La barca de Cabeza de Vaca reanudó la navegación junto con la otra que los había esperado. Pero  cuando llevaban cuatro días alimentándose con una ración diaria de medio puñado de maíz crudo, perdieron a sus acompañantes durante una tormenta. Y poco antes del amanecer, una ola arrojó la barca a una tierra, que como luego supieron, se trataba de una isla. Hambrientos y ateridos por el frío otoñal, encendieron fuego, tostaron el maíz que les quedaba y bebieron agua de lluvia. Llamarían Malhado a esta isla.

De esclavo a mercader 

La bienvenida a la isla de Malhado se la dieron unos cien indios flecheros pertenecientes a algún clan de los carancaguas, que a los atemorizados españoles les parecieron gigantes. En señal de amistad, los indios les regalaron flechas a cambio de cuentas y cascabeles. Y durante varios días los alimentaron de pescado y con las raíces de una planta acuática que ahora se llama swamp potato (patata de marisma).

Tras pretender en vano reflotar la barca de Rorantes y Castillo, todos se resignaron a invernar en la isla antes de enviar cuatro hombres, guiados por un indio a pedir ayuda a los españoles de Pánuco, asentamiento que creían cercano.

Cuando las tempestades y los fríos impidieron a los indios pescar y cosechar tubérculos acuáticos, el hambre apretó tanto a los españoles que cinco destacados en la costa se comieron unos a otros, canibalismo que escandalizó a los indios.
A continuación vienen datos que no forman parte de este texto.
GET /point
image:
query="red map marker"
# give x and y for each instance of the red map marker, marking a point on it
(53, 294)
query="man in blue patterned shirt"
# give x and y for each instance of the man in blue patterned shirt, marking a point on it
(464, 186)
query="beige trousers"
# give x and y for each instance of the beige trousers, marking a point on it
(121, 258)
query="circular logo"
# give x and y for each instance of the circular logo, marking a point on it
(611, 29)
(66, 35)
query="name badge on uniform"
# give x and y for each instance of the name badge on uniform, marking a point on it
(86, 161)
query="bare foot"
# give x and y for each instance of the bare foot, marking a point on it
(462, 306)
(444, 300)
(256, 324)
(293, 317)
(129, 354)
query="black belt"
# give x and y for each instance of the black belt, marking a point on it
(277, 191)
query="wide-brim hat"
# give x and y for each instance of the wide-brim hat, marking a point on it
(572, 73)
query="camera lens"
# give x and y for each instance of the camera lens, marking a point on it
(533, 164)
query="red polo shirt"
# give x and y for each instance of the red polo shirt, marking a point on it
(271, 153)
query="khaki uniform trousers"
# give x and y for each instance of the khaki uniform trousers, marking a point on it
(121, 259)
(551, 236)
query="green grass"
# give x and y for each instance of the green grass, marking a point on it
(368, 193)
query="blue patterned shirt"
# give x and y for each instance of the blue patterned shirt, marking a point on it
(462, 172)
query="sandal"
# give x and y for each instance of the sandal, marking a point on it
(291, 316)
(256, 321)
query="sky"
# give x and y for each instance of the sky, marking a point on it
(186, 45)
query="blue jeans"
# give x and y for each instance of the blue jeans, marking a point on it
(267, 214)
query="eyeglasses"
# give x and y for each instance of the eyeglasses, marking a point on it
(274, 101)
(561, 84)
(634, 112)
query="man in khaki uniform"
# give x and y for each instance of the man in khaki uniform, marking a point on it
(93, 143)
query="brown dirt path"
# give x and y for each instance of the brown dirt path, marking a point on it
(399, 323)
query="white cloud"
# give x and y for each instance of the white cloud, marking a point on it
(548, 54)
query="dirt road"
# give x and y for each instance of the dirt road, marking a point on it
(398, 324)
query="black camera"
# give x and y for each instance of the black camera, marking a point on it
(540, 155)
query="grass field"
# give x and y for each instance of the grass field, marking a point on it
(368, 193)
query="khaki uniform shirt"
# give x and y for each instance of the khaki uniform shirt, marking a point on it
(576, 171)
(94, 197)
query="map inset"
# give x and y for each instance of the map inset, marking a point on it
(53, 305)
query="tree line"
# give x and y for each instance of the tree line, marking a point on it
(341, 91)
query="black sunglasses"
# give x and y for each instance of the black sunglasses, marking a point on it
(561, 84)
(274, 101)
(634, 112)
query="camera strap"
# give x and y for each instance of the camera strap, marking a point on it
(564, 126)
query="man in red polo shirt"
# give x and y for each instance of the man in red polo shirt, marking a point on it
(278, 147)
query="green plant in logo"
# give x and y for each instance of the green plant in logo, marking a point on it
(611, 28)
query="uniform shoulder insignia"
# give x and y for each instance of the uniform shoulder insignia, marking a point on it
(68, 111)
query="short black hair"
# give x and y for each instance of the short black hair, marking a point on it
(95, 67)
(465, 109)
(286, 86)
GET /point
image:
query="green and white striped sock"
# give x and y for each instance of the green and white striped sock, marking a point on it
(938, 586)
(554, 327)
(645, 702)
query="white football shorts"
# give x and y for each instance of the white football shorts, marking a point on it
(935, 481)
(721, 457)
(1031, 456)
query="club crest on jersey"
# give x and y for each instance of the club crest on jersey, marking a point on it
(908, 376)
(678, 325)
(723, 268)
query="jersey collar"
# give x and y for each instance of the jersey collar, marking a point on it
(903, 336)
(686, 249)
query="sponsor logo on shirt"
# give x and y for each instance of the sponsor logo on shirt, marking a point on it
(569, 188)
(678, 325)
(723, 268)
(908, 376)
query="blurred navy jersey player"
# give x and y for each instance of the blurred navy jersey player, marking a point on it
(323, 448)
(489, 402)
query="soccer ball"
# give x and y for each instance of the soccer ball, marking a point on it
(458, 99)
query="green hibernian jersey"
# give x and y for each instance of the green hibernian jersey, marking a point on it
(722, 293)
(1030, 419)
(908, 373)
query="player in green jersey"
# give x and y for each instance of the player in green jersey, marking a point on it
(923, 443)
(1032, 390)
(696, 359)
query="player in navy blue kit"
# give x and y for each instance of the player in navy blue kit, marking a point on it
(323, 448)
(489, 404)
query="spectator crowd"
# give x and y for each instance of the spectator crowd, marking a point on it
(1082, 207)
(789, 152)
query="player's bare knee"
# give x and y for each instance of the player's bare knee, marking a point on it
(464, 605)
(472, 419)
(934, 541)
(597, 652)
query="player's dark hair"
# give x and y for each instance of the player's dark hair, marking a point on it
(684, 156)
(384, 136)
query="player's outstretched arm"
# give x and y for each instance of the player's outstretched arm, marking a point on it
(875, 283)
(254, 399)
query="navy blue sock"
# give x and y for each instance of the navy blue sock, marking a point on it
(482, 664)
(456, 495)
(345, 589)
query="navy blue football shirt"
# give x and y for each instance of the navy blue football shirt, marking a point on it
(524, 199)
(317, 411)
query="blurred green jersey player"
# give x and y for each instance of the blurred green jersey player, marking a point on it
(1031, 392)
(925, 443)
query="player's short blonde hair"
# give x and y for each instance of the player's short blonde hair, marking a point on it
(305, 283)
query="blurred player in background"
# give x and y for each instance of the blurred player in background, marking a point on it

La muerte por inanición o por enfermedades del estómago se llevó a la mitad de los indios y sólo respetó a Cabeza de Vaca y a otros quince de los ochenta españoles que había en la isla de Malhado.

Cabeza de Vaca describe los adornos, las viviendas, las costumbres y las creencias de estos indios “grandes y bien dispuestos” a quienes identificará como los Capoques y los Han, clanes con dialectos diferentes de la tribu seminómada de los carancaguas, localizada en las islas y costas del este de Texas. Anota que los hombres iban desnudos, las mozas se cubrían con cueros de venado y las demás mujeres “con una lana que en los árboles se cría”: una planta epifita parecida al musgo, llamada ahora Spanish moss, que cuelga de las ramas de los robles.

Spanish mossSpanish moss

 Recoge también los hábitos migratorios de estos indios de llanto tan fácil que, cuando se deían después de algún tiempo, antes de hablarse estaban media hora llorando. De octubre a febrero vivían en la isla y, al escasear la comida, se iban a unas bahías de tierra firme para alimentarse de ostiones. Detalla incluso sus métodos curativos. Soplaban sobre la parte enferma, o pasaban sobre ella una piedra caliente, o la sajaban para chupar el mal, o la cauterizaban. Terapias que también los españoles les aplicaron, aunque con más éxito sanador porque además los santiguaban y les rezaban un paternóster y un avemaría.

 Cabeza de Vaca soportó el mal trato de sus amos indios algo más de un año. En la primavera de 1530 se refugió en un poblado corruco, clan de la tribu coahuilteca, entre quienes dejó de ser esclavo para convertirse en mercader. Oficio que ejerció a lo largo de unas cuarenta leguas de litoral o adentrándose hasta la comarca que hoy ocupa la ciudad texana de San Antonio. Hacia el interior llevaba cuentas para collares, conchas y trozos de caracoles que empleaban para cortar frutas; y de vuelta se traía almagre con el que se pintaban la cara y el cabello, cueros para cubrirse, pedernales que usaban como puntas de flechas y otras apreciadas menudencias.

 Cuando, desde la arribada forzosa a la isla de Malhado, habían pasado casi cinco años, convenció a Lope de Oviedo, un flaco superviviente de los dos que se habían quedado en la isla, de que se marcharan hacia el sur por la costa en busca de cristianos.